After his father set the bar high, Tom Lamont considers the thrills and spills of bringing up his own children – and the home truths he now wishes he could share with his dad
In the middle of some domestic squabble with my kids, not long ago, I tried to explain to them that chores crust over a life like rust, like barnacles. For a few years at the outset, everything’s done for you. By the time you’re a teenager you’re aware of the chores you’re meant to be doing to help yourself and other people, but aware in the sense of a distant, lofty theory. If you eventually become a parent, or if you otherwise become responsible for a child, it means the immediate eruption of a chore-warhead. It means years and years of chore-fallout. It is the least-warned-about part of parenthood – the totality of the childcare, its 24-hour constancy, the confusing wait for a sense of completion that never seems to arrive. There’s a fear of what it will be like if and when the job finishes, when a duty’s discharged. Because what then?

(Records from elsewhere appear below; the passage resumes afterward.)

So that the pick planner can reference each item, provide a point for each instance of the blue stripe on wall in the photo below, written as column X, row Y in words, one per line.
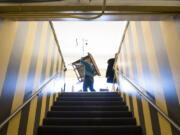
column 10, row 81
column 42, row 79
column 165, row 72
column 1, row 23
column 132, row 57
column 147, row 79
column 30, row 80
column 177, row 22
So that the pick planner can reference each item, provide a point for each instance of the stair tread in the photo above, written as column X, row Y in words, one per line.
column 95, row 113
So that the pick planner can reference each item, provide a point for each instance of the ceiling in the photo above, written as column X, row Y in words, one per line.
column 101, row 39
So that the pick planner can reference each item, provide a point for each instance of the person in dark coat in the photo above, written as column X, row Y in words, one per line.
column 110, row 71
column 88, row 75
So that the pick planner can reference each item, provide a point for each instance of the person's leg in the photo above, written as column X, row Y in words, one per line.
column 85, row 85
column 91, row 85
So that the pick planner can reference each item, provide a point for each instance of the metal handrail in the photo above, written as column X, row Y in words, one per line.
column 149, row 101
column 28, row 101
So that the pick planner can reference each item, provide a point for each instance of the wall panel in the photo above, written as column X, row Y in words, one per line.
column 29, row 57
column 152, row 50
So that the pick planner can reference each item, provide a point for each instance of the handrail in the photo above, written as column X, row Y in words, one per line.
column 149, row 101
column 29, row 100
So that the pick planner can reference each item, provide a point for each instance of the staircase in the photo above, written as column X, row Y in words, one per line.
column 94, row 113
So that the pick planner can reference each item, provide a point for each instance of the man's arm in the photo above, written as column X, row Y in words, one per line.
column 84, row 62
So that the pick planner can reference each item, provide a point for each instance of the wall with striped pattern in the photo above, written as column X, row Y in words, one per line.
column 149, row 57
column 28, row 57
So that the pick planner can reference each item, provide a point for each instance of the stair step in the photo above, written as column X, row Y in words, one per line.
column 96, row 103
column 89, row 99
column 89, row 121
column 89, row 130
column 89, row 108
column 89, row 114
column 87, row 94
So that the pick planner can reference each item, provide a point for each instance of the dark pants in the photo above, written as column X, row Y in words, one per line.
column 88, row 83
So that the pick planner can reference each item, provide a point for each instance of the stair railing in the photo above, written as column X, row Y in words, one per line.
column 28, row 101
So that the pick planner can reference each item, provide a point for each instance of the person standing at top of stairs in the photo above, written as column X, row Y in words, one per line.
column 88, row 75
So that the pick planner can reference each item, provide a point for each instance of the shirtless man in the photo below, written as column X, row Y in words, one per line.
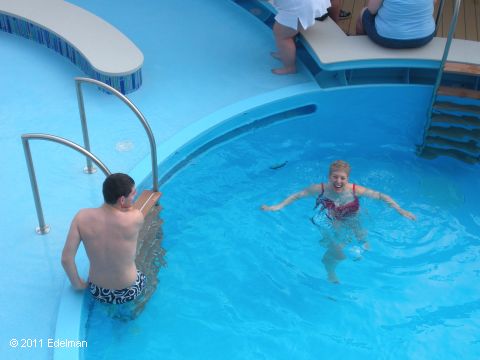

I’ve been pondering this as I move out of the chore-pocalypse phase of raising children. Mine can reach the cupboards now. They know what plug needs to go where, what buttons need to be pressed to summon their shows to the TV or to defrost a bagel. They’ll disappear for hours or more at a time. To where? To overcome how many obstacles without me? I used to know, down to the atom, what bedevilled them. I knew their prejudices, the prompts for their rages, how to placate their omni-hungers. As the work of being the parent stops resembling man-marking in football, or defending against the bullying set piece, it also becomes more cerebral and mysterious, slower chess. Their needs aren’t obvious. It’s been ages since I’ve been able to put out any existential fires with warm milk.